Digital viewership record
There is one particular area, however, where Chernobyl stands above everyone else for HBO, conclusively beating even the network’s biggest star, Game of Thrones. In a great win for HBO’s transition into a fully digital service, Chernobyl has managed to draw 52% of its audience from HBO Go, HBO Now, and other over-the-top media services, according to Deadline.
That’s huge news for HBO, and it makes Chernobyl its single most important miniseries at the moment. No other show had previously broken the 50% mark in this regard, making Chernobyl a veritable record-breaker. The previous record-holder, the TV adaptation of George R.R. Martin’s A Song of Ice and Fire, had a 46% digital viewership. After what many considered a disappointing conclusion for the Seven Kingdoms, Chernobyl has now taken the throne of an important territory in the digital world.
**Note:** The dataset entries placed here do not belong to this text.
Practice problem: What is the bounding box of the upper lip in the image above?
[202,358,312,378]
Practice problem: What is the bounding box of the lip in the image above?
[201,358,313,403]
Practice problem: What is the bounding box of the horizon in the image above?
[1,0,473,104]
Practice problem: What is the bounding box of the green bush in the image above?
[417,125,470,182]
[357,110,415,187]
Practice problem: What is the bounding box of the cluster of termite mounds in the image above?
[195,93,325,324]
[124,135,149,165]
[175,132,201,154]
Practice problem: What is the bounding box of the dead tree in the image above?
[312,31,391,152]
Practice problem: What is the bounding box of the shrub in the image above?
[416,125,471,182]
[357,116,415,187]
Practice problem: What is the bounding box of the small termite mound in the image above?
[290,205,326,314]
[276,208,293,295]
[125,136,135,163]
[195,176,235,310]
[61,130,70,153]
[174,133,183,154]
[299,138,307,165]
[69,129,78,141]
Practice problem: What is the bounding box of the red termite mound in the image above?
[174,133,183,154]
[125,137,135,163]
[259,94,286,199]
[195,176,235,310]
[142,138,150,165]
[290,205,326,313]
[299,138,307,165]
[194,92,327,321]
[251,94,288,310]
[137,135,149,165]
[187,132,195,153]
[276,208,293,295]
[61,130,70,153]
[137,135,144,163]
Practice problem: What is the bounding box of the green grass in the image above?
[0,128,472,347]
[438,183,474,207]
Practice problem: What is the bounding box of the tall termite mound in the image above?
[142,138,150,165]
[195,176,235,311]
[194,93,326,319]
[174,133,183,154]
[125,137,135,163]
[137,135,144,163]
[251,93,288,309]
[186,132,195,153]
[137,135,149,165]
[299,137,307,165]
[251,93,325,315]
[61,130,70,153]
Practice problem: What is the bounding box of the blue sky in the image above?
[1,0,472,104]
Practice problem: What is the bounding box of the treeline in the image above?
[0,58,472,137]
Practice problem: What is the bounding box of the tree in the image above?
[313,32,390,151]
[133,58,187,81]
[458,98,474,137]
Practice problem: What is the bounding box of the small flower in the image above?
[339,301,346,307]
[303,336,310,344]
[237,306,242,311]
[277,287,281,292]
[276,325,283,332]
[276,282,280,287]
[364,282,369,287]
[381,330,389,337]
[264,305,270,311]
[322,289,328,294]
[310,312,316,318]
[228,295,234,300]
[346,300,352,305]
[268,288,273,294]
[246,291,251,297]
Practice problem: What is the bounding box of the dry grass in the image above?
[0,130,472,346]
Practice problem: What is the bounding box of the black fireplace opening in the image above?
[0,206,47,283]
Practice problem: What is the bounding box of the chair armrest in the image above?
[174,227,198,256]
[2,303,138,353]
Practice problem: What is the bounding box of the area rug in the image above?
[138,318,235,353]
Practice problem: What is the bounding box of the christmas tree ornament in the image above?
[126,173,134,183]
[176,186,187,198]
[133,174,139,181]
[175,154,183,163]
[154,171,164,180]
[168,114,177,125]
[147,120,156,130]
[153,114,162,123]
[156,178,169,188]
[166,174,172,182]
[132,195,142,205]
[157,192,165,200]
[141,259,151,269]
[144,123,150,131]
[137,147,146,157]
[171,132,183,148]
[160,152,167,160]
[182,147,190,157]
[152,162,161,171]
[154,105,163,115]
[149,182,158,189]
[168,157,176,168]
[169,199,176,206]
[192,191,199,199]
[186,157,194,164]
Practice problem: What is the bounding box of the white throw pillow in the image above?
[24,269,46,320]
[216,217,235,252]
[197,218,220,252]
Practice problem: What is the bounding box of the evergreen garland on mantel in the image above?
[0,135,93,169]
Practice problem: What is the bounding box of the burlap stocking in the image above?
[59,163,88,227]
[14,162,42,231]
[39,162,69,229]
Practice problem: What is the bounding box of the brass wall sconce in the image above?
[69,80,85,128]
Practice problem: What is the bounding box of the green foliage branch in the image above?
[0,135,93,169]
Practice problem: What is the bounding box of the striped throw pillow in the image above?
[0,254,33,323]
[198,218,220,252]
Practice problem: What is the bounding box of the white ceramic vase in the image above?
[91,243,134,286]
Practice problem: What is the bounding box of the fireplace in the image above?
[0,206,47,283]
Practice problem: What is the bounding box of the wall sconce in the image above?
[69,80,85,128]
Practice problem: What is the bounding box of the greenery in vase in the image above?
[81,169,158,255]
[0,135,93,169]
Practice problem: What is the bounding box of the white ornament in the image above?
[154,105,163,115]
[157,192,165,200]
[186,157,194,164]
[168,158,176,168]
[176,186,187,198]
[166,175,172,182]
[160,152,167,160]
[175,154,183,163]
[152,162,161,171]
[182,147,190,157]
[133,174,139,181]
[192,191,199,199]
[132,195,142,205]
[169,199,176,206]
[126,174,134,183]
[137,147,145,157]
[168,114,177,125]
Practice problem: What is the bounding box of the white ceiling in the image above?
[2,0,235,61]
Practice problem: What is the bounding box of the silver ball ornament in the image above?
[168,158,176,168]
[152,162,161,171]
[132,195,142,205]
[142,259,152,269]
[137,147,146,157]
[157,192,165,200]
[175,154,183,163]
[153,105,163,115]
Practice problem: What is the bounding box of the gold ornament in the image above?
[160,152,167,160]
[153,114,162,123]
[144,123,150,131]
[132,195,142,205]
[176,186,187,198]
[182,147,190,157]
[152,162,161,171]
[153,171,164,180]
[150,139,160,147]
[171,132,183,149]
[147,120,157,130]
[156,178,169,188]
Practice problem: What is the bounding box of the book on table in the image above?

This announcement comes after reports of a general dislike in the Kremlin circles for the show. Unsurprisingly, the Russian government was not impressed with HBO’s depiction of their country and the events surrounding Chernobyl—despite widespread popular and professional acknowledgement that the miniseries is fairly accurate (though with some minor deviations from history). However, Russia is planning to produce their own Chernobyl series, and will reportedly feature a CIA agent sabotaging the nuclear plant and deliberately triggering the catastrophe.
The Russian government aside, everyone seems to love HBO’s miniseries, including many who lived in the Soviet Union during that time. The show’s writer, Craig Mazin, has repeatedly said how committed he was to making Chernobyl as faithful to the facts as possible, and looked to true survivor accounts to carefully represent the tragic events of the worst nuclear accident in history.
Regardless of its accuracy, it’s hard to deny that Chernobyl features truly intelligent writing, amazing production, immersive photography, a perfectly fitting score, masterful direction, and stellar acting from the likes of Jared Harris, Stellan Skarsgård, and Emily Watson. With such a high level of quality, it’s great that Chernobyl is getting the praise it deserves.